If you go aggressive 20-35 then you will just be jumping from 800 pretty much to 1.7, you don't use 1 or 1.4, because
up_threshold is the load to go all the way up to max, not to the next frequency. At least in my case when I tried aggressive settings I never saw 1.4 being used. Not that it really matters, because ...
I use the performance governor, locked at 1.7, I don't see much benefit in transitioning between frequencies a lot. This is not a phone, you're not trying to save battery.
FWIW, I noticed schedutil to not be aggressive at all, with 800 min freq, I rarely see moves up to higher frequencies.
Router has been stabling running for over 10 days - so that makes me happy .

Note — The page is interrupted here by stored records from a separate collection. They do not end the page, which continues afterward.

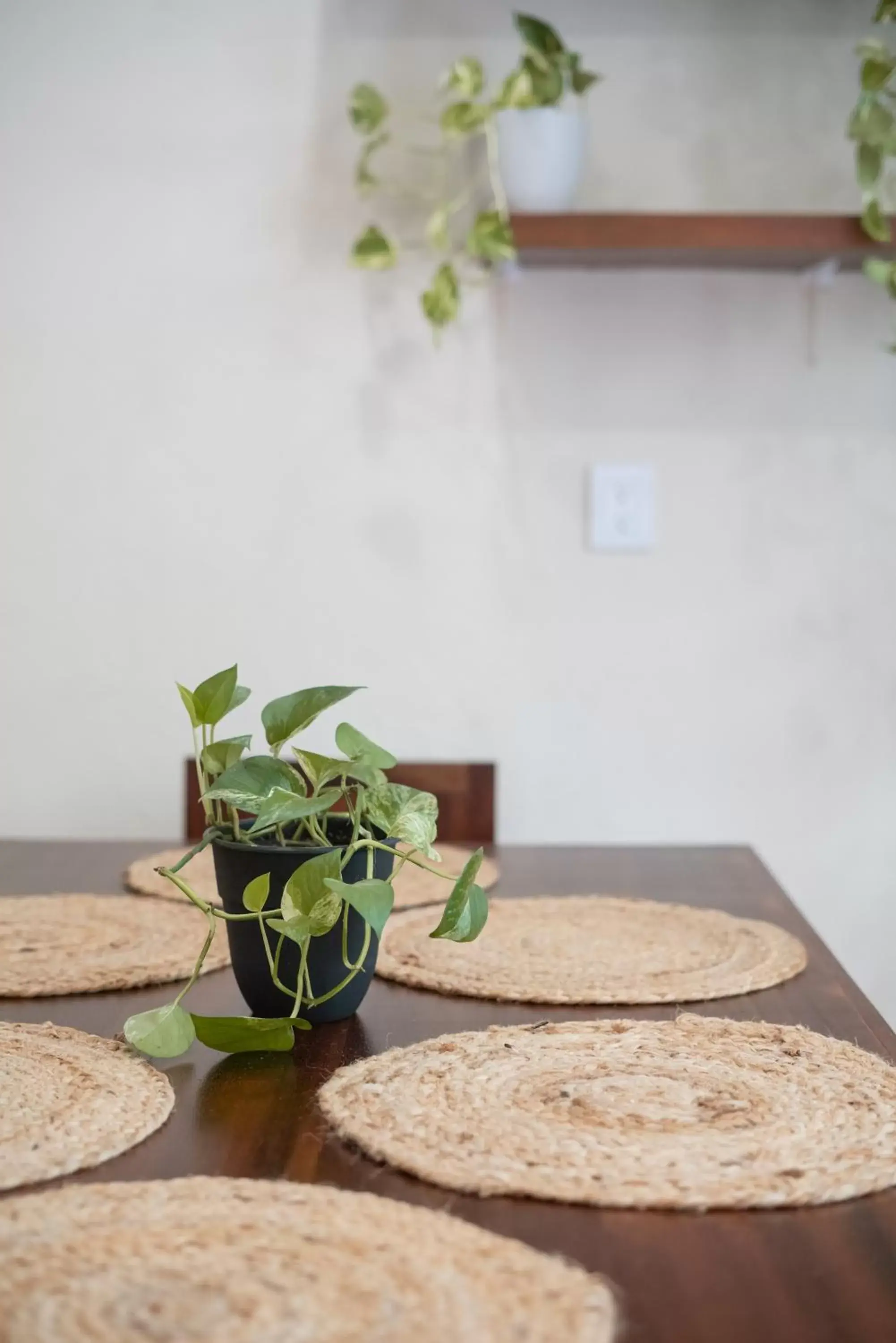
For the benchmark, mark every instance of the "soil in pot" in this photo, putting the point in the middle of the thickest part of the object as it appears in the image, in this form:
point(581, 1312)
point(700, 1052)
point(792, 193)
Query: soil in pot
point(238, 864)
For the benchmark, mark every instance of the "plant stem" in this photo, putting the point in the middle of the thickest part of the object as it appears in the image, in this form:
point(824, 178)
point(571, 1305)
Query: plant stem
point(203, 904)
point(346, 961)
point(406, 857)
point(192, 979)
point(201, 777)
point(495, 168)
point(273, 963)
point(316, 1002)
point(300, 978)
point(192, 853)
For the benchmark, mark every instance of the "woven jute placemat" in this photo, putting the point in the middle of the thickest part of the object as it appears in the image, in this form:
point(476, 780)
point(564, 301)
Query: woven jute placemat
point(413, 885)
point(84, 945)
point(690, 1114)
point(594, 950)
point(241, 1262)
point(70, 1100)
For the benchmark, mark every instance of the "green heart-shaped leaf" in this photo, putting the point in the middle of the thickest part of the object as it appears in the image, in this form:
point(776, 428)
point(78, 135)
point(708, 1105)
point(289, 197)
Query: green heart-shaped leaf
point(468, 908)
point(372, 250)
point(320, 770)
point(245, 1035)
point(317, 922)
point(249, 782)
point(870, 162)
point(403, 813)
point(465, 77)
point(875, 223)
point(358, 747)
point(187, 696)
point(308, 884)
point(214, 697)
point(538, 35)
point(875, 72)
point(294, 712)
point(281, 806)
point(516, 90)
point(441, 303)
point(372, 899)
point(162, 1032)
point(464, 119)
point(491, 238)
point(257, 892)
point(222, 755)
point(367, 109)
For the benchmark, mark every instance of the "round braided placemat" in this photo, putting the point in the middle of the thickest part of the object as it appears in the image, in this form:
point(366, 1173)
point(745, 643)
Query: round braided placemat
point(413, 885)
point(695, 1112)
point(82, 945)
point(72, 1100)
point(219, 1260)
point(593, 950)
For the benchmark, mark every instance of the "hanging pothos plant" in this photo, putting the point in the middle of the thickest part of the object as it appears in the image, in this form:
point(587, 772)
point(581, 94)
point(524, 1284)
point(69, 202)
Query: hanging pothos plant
point(467, 230)
point(872, 125)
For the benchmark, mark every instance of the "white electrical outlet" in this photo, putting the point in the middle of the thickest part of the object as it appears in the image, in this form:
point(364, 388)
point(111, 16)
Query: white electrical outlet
point(623, 511)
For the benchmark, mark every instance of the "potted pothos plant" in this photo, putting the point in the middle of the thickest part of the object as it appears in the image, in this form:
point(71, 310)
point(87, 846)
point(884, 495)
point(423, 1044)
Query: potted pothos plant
point(305, 856)
point(872, 127)
point(534, 136)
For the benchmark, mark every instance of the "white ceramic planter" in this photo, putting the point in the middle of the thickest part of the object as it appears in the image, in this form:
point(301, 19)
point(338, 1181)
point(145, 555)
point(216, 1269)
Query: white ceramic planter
point(542, 154)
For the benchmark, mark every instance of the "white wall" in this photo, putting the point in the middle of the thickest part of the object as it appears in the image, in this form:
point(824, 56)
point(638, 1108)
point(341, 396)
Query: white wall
point(219, 442)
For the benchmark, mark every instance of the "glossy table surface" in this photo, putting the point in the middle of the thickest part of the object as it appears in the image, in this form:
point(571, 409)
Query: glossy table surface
point(824, 1275)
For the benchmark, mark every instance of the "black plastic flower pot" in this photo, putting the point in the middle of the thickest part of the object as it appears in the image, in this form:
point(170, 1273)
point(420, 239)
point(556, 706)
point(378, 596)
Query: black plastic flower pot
point(235, 865)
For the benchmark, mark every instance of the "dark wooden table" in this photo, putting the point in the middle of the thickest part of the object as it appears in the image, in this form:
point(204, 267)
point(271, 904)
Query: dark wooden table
point(824, 1275)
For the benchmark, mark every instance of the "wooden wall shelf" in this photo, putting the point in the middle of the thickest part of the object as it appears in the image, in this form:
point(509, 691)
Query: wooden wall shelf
point(753, 242)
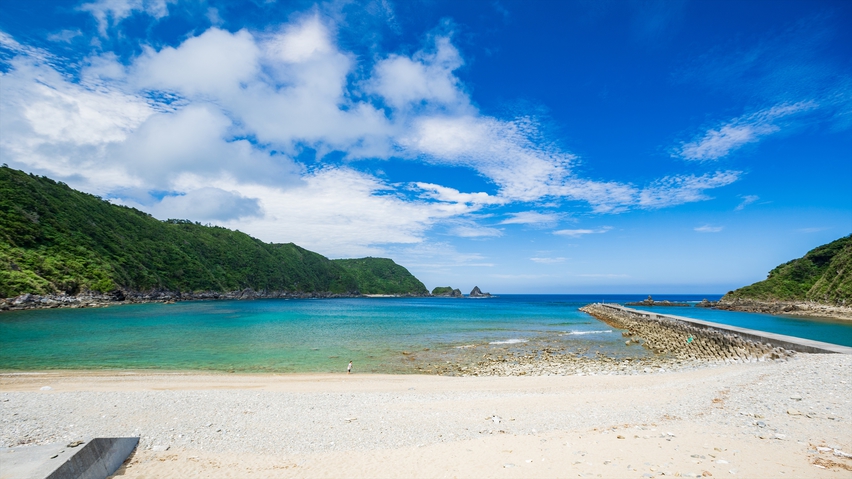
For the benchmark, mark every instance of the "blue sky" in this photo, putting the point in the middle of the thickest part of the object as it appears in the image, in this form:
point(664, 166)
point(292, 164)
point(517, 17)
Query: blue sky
point(550, 147)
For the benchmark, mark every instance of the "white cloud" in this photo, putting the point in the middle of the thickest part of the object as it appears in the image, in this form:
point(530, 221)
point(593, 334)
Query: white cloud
point(677, 190)
point(64, 36)
point(747, 200)
point(576, 233)
point(602, 275)
point(218, 119)
point(548, 260)
point(532, 218)
point(452, 195)
point(339, 212)
point(212, 65)
point(425, 79)
point(721, 141)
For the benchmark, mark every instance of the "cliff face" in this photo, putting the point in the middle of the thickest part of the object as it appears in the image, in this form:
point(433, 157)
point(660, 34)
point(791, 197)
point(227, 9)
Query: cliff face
point(823, 275)
point(55, 240)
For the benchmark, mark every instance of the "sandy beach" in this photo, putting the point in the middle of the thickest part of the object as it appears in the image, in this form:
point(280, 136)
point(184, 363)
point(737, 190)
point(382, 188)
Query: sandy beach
point(789, 418)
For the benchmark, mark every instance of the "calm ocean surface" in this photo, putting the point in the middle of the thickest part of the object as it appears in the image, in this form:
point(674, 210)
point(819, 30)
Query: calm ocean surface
point(323, 335)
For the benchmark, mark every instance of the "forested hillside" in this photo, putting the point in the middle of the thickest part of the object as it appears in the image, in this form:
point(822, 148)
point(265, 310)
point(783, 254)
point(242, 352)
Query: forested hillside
point(55, 239)
point(824, 275)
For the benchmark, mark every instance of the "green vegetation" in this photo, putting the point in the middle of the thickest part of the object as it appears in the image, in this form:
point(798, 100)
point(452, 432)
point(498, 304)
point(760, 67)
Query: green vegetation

Here are the charts for the last week with the 75/10 up threshold/sampling down factor:
So yes, I rarely go up past the 800Mhz - but my WAN is only 30/5 - so there probably isn't a ton of stress on the system anyway . Since WAN speed is probably a non-issue I'm more happy with stability and WiFi between devices. Again though, I would be happy to test other settings to see how they work - but as of now, its not broke, lol.
Thanks for the feedback!
update: past 15 days now... so I have a good feeling whatever was causing the restart every 4-6 days is now fixed. Very happy as like many others, Work from Home is the new normal and I needed this to be reliable.
I didn't see your Exit 0. I'm assuming you also have...
echo 2 > /proc/irq/31/smp_affinity
echo 2 > /proc/irq/32/smp_affinity
... in there somewhere for the irq "balancing"?